Other aspects of the relationship were also consistent with an employer-employee arrangement. The functions Whitaker performed were an essential part of employer's operation, and, although the arrangement was perhaps initially intended to be temporary, Whitaker worked five days a week, for at least eight hours per day, for nineteen months until his discharge. Unlike an independent contractor, Whitaker had no proprietary interest in his work or the power to make decisions affecting profit or loss.

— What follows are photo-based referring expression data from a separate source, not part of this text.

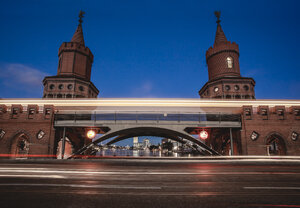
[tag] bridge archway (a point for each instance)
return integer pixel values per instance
(125, 133)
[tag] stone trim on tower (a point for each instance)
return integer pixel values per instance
(225, 80)
(74, 70)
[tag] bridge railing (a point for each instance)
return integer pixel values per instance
(146, 116)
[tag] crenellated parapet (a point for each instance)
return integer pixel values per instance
(76, 47)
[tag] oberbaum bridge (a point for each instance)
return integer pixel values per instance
(227, 120)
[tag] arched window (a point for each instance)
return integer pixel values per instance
(229, 62)
(275, 145)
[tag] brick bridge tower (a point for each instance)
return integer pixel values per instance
(74, 70)
(225, 80)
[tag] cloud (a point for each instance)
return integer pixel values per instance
(21, 76)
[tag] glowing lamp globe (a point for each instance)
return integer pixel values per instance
(91, 134)
(203, 134)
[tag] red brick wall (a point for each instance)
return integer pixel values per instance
(216, 60)
(30, 125)
(265, 125)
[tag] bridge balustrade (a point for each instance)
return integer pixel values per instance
(140, 117)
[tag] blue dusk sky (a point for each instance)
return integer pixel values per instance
(150, 48)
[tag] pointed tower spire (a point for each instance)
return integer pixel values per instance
(220, 36)
(78, 35)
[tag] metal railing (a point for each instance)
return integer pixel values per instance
(147, 116)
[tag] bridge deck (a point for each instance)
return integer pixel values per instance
(151, 118)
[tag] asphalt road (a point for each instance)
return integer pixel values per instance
(149, 183)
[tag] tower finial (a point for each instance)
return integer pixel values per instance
(81, 13)
(218, 15)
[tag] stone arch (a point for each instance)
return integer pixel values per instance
(275, 144)
(20, 145)
(69, 148)
(150, 131)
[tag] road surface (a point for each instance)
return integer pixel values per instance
(150, 183)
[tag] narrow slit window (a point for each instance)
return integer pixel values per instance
(229, 62)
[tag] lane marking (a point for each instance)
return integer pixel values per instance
(85, 186)
(274, 188)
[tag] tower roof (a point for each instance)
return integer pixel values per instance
(78, 35)
(220, 36)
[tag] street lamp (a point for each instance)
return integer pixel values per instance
(91, 134)
(203, 134)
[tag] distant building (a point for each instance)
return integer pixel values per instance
(135, 142)
(30, 127)
(146, 143)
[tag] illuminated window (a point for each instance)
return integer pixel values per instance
(229, 62)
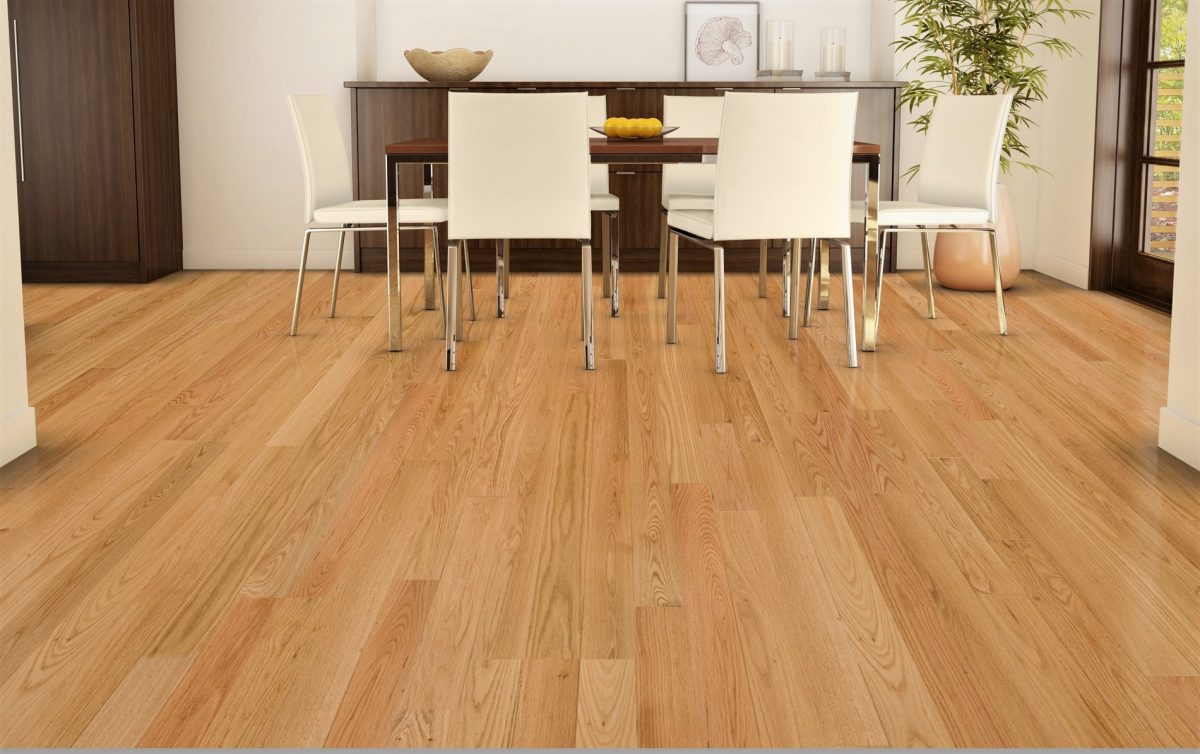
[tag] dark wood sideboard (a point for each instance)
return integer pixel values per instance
(95, 109)
(387, 112)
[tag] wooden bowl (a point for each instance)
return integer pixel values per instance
(451, 65)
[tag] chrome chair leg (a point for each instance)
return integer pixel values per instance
(762, 268)
(664, 252)
(589, 353)
(605, 261)
(929, 271)
(337, 273)
(1000, 286)
(508, 269)
(304, 263)
(672, 280)
(615, 265)
(786, 280)
(879, 275)
(501, 293)
(793, 291)
(437, 274)
(823, 298)
(471, 282)
(454, 323)
(719, 300)
(847, 281)
(810, 288)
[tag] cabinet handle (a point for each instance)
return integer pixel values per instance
(21, 119)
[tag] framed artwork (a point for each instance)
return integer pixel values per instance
(720, 41)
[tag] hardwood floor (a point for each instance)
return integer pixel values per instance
(229, 537)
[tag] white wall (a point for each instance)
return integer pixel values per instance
(593, 40)
(1179, 424)
(243, 189)
(17, 434)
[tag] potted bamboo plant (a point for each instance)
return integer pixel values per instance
(982, 47)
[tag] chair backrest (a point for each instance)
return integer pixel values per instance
(784, 166)
(960, 163)
(598, 113)
(519, 166)
(327, 168)
(696, 118)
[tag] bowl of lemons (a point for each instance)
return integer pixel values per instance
(634, 129)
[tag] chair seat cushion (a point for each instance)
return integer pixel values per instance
(605, 203)
(695, 221)
(922, 214)
(375, 211)
(687, 201)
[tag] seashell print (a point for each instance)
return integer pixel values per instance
(723, 39)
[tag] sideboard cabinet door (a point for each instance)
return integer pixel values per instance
(76, 155)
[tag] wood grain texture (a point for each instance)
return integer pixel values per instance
(229, 537)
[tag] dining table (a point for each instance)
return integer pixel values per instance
(435, 150)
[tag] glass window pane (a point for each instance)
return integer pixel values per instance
(1165, 112)
(1171, 30)
(1161, 205)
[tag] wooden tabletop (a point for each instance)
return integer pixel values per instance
(611, 147)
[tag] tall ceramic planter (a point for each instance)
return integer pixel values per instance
(963, 261)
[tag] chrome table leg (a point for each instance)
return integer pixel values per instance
(672, 280)
(471, 281)
(793, 289)
(615, 267)
(790, 250)
(455, 321)
(508, 268)
(664, 252)
(719, 299)
(871, 269)
(431, 246)
(762, 268)
(395, 317)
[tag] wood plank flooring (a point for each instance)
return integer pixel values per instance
(229, 537)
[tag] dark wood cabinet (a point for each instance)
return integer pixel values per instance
(385, 112)
(97, 139)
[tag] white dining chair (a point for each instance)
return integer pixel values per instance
(509, 180)
(955, 185)
(329, 196)
(609, 205)
(783, 172)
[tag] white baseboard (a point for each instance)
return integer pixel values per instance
(18, 434)
(1066, 270)
(263, 259)
(1180, 436)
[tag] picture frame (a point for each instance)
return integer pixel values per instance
(720, 41)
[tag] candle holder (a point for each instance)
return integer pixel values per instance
(780, 45)
(833, 54)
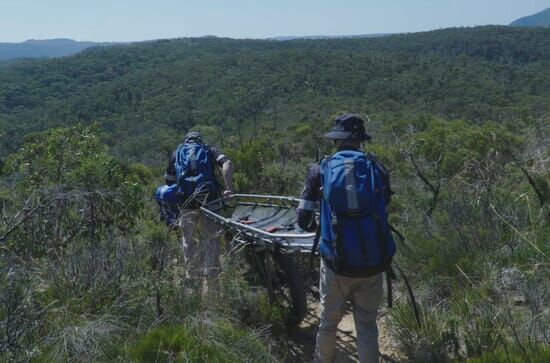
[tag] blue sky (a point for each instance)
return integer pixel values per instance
(129, 20)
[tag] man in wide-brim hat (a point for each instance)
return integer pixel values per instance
(365, 293)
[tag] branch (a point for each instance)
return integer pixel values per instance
(434, 189)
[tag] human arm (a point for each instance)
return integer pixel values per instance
(227, 175)
(170, 174)
(226, 168)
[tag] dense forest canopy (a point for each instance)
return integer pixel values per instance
(146, 95)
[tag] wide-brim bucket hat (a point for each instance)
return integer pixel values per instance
(348, 127)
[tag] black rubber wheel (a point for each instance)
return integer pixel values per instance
(289, 287)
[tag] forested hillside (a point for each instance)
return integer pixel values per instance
(461, 117)
(43, 48)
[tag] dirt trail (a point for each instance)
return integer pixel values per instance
(301, 343)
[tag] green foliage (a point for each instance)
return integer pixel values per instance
(514, 355)
(146, 96)
(199, 341)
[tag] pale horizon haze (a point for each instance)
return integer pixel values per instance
(137, 20)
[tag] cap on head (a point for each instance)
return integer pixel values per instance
(348, 127)
(193, 136)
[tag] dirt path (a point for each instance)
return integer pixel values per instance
(301, 340)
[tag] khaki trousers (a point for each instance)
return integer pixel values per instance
(200, 244)
(365, 295)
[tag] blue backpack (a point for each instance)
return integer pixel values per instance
(356, 240)
(194, 169)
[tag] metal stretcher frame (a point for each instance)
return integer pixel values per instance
(301, 242)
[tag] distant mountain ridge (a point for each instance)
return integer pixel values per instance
(540, 19)
(321, 37)
(44, 48)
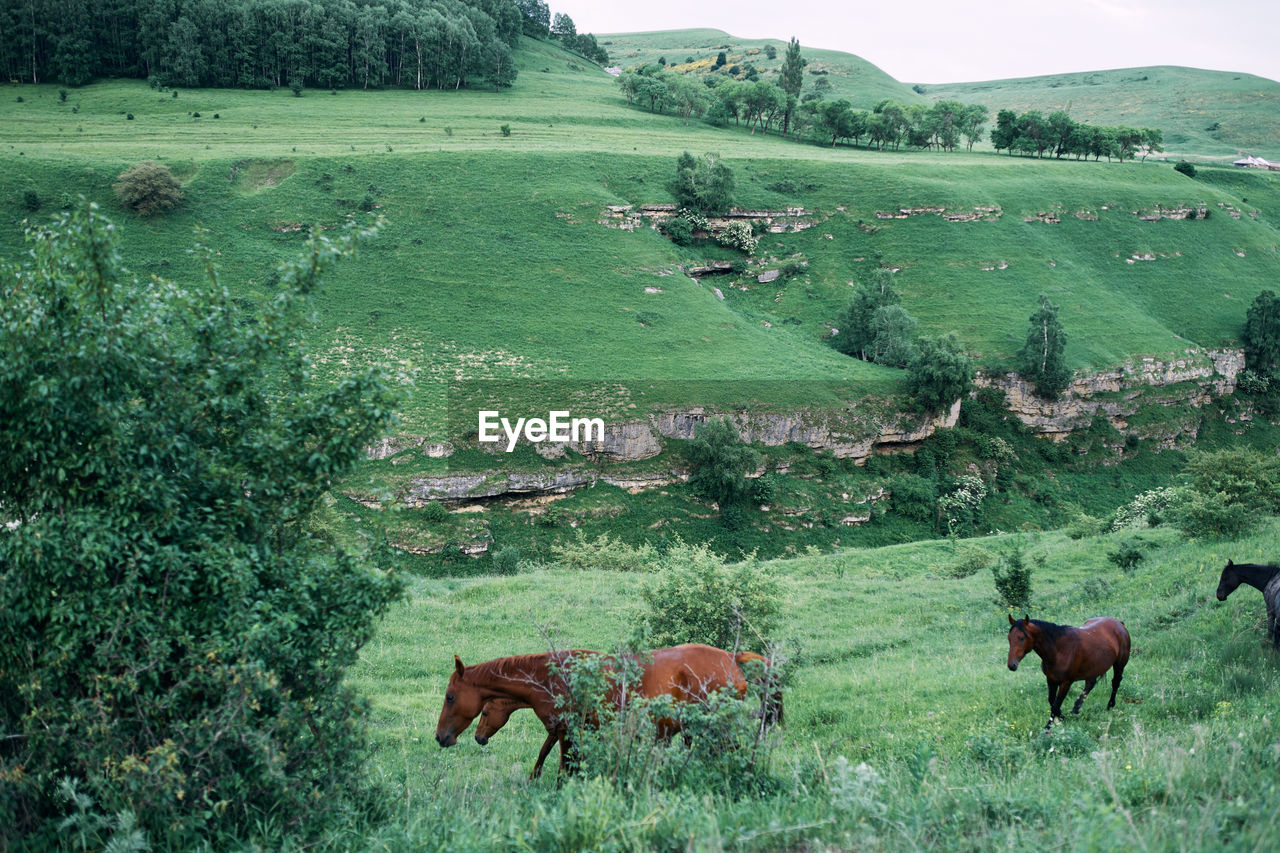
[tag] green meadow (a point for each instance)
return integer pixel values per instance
(1205, 114)
(493, 273)
(897, 662)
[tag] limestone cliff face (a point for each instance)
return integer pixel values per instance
(844, 433)
(1191, 379)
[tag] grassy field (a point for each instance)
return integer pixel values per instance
(493, 273)
(1215, 115)
(900, 664)
(493, 265)
(695, 50)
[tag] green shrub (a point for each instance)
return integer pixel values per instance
(698, 598)
(725, 748)
(435, 512)
(506, 561)
(970, 562)
(764, 489)
(606, 553)
(1210, 515)
(1127, 555)
(720, 461)
(147, 188)
(179, 628)
(1014, 579)
(914, 497)
(679, 231)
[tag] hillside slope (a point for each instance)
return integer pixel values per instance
(1203, 113)
(695, 50)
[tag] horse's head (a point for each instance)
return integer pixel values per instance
(462, 703)
(494, 715)
(1229, 580)
(1022, 639)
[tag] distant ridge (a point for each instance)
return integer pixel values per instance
(1206, 113)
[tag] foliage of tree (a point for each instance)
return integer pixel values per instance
(1032, 133)
(698, 598)
(721, 461)
(260, 44)
(1042, 359)
(791, 80)
(940, 372)
(1261, 337)
(856, 334)
(892, 336)
(147, 188)
(174, 628)
(704, 185)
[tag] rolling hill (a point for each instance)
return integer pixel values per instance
(1205, 114)
(498, 259)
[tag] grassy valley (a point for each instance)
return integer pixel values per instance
(1205, 114)
(501, 277)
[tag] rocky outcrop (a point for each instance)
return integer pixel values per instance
(845, 433)
(1194, 378)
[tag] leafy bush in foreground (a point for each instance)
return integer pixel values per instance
(173, 634)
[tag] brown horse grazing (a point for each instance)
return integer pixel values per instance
(1072, 655)
(1265, 579)
(688, 673)
(530, 680)
(494, 715)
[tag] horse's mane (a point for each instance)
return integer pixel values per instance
(1051, 630)
(516, 665)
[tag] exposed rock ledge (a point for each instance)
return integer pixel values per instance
(840, 432)
(1207, 373)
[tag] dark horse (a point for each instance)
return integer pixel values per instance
(688, 673)
(1072, 655)
(1266, 579)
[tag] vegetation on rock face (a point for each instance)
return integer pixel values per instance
(703, 185)
(174, 633)
(1042, 359)
(721, 461)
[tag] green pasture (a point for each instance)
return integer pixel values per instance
(1203, 114)
(493, 263)
(896, 662)
(850, 76)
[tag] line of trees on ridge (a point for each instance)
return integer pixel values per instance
(1033, 133)
(777, 106)
(263, 44)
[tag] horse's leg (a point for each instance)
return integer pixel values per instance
(1063, 689)
(1116, 674)
(542, 755)
(1088, 685)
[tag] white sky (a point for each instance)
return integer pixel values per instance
(945, 41)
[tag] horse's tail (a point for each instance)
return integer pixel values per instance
(771, 706)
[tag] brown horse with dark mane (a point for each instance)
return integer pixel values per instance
(1265, 579)
(688, 673)
(1072, 655)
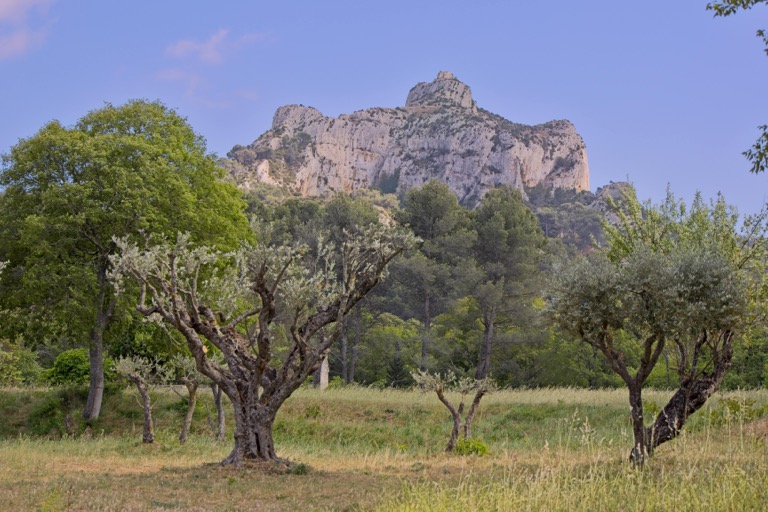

These factors, collectively, establish that Whitaker was an employee under the Act. See ARA, 782 F.2d at 459-461; Roadway Pack- age Sys., 292 NLRB 376 (1989); Fort Wayne Newspapers, Inc., 263 NLRB 854 (1982); Standard Oil Co., 230 NLRB 967 (1977). Although the manner in which Whitaker was paid is more commonly associated with independent contractor status, this factor, standing alone, is not dispositive. See ARA, 782 F.2d at 461. See also Mission Foods Corp., 280 NLRB 251 (1986). Further, we agree with the Board that the union's failure to collect dues from Whitaker or file a grievance in his behalf, while consistent with independent contractor status, is also consistent with the possibility that the union viewed Whitaker as a salaried employee doing nonbargaining work. In any event, however, the union's beliefs are not legally controlling and, even if viewed as relevant, cannot outweigh the multitude of factors indicating an employer-employee relationship in this case.
Accordingly, we find substantial evidence to support the Board's order and affirm that order. Enforcement is hereby granted.